The bytecode VM lives in the sema-vm crate, which sits between sema-reader and sema-eval in the dependency graph:

sema-core ← sema-reader ← sema-vm ← sema-eval

sema-vm depends on sema-core (for Value, Spur, SemaError) and sema-reader (for parsing in test helpers). It does not depend on sema-eval — the evaluator will depend on the VM, not the other way around.

Source Files

FilePurpose
opcodes.rsOp enum — 51 bytecode opcodes
chunk.rsChunk (bytecode + constants + spans), Function, UpvalueDesc
emit.rsEmitter — bytecode builder with jump backpatching
disasm.rsHuman-readable bytecode disassembler
core_expr.rsCoreExpr and ResolvedExpr IR enums
lower.rsValue AST → CoreExpr lowering pass
resolve.rsVariable resolution (local/upvalue/global analysis)
compiler.rsBytecode compiler (ResolvedExpr → Chunk)
vm.rsVM dispatch loop, call frames, closures, exception handling

Current Limitations

  • VM closures create a fresh VM per call (no true TCO across closure boundaries)
  • try/catch doesn't catch runtime errors from native functions (e.g., division by zero)
  • try/catch error value format may differ from tree-walker
  • define-record-type bindings not visible to subsequent compiled code
  • The compiler emits inline opcodes for common builtins (+, -, *, /, <, >, <=, >=, =, not) via intrinsic recognition.
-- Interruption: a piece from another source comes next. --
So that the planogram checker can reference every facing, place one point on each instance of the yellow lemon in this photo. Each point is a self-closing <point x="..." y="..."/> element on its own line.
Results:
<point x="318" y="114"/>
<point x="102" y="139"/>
If a user redefines these globals, the intrinsic will still fire (these are treated as non-rebindable primitives).
  • CallNative opcode is defined but not yet used (no native function registry)

CLI Usage

The --vm flag enables the bytecode compilation path. The tree-walker remains the default.

bash
# Run a file with the bytecode VM
sema --vm examples/hello.sema

# REPL: toggle VM mode with ,vm
sema
> ,vm

Both paths share the global Env and EvalContext.

Design Decisions

Why Keep the Tree-Walker?

The tree-walking interpreter remains for:

  1. Macro expansion — macros can call eval at expansion time, requiring a full evaluator before compilation
  2. eval fallback — dynamic eval needs to parse, expand, compile, and execute at runtime
  3. Debugging — tree-walking is easier to step through and inspect

Why Not Delete CoreExpr After Resolution?

The pipeline uses two IR types: CoreExpr (variables as names) and ResolvedExpr (variables as slots). This provides type-level safety — the compiler can only receive resolved expressions, preventing accidental use of unresolved variable references.